TAM BİR OSMANLI ERKEĞİYİM!
Nasıl bir aşk adamısınız?
Çok stresli bir ilişkiden çıktım; bu yüzden yoğurdu üfleyerek yiyorum. Benim için ilişkide ten uyumu çok önemli. Ama bu sevişmek anlamında değil; dokunmak, el ele tutuşmak, gözlerine bakmak anlamında. Sadakat önemlidir. İlişkilerimde korumacı bir adamımdır.
KISKANÇ BİR ERKEĞİM
Sevgilisini günde üç kez arayan adamlardan mısınız?

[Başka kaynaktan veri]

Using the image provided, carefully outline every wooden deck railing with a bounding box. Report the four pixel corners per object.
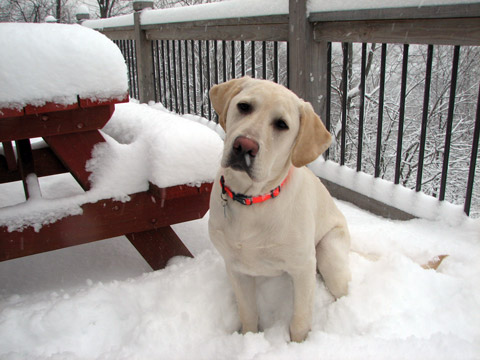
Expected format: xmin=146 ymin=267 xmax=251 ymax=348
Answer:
xmin=87 ymin=0 xmax=480 ymax=217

Gerektiği kadar aramaktan yanayım, ortada bırakmam. Bana ait olan şey benimdir. Kıskancımdır ama asla belli etmem. Ben Osmanlı erkekliği kıvamında bir adamım. Bir kadının giyinmesini, yerine göre hareket etmesini bilmesi lazım.
Şu anda Sevil Uyar'la yeni bir ilişkiniz var. Nasıl gidiyor aşk hayatı?
Sakin ve huzurlu; şimdilik bir sorun yok ama ileride ne olur bilemem (gülüyor). Eski ilişkim volume'u yüksek bir ilişkiydi. Yorucuydu yani. Onun hakkında konuşmak istemiyorum çünkü yeniden gündeme getirmiş oluyorum.
Eski sevgiliniz Öykü Çelik'le arkadaş oldunuz mu?
Hayır olamadık ama ben istedim. Arkadaş olabilirdik ama o istemedi.
ESKİ EVİ BAŞINA DERT OLMUŞTU
Daha önce Beykoz'da bu bahçe katında kiracı olarak oturan Tolga Karel, ev sahibi ile sorunlar yaşamıştı. Ev sahibi, Karel'in üç aylık kirasını ödemediğini, evde çok gürültü yaptığını ve yatak odasında bile perde kullanmadığını iddia etmişti. İddialar sonrasında ev sahibi, Karel'e dava açmıştı.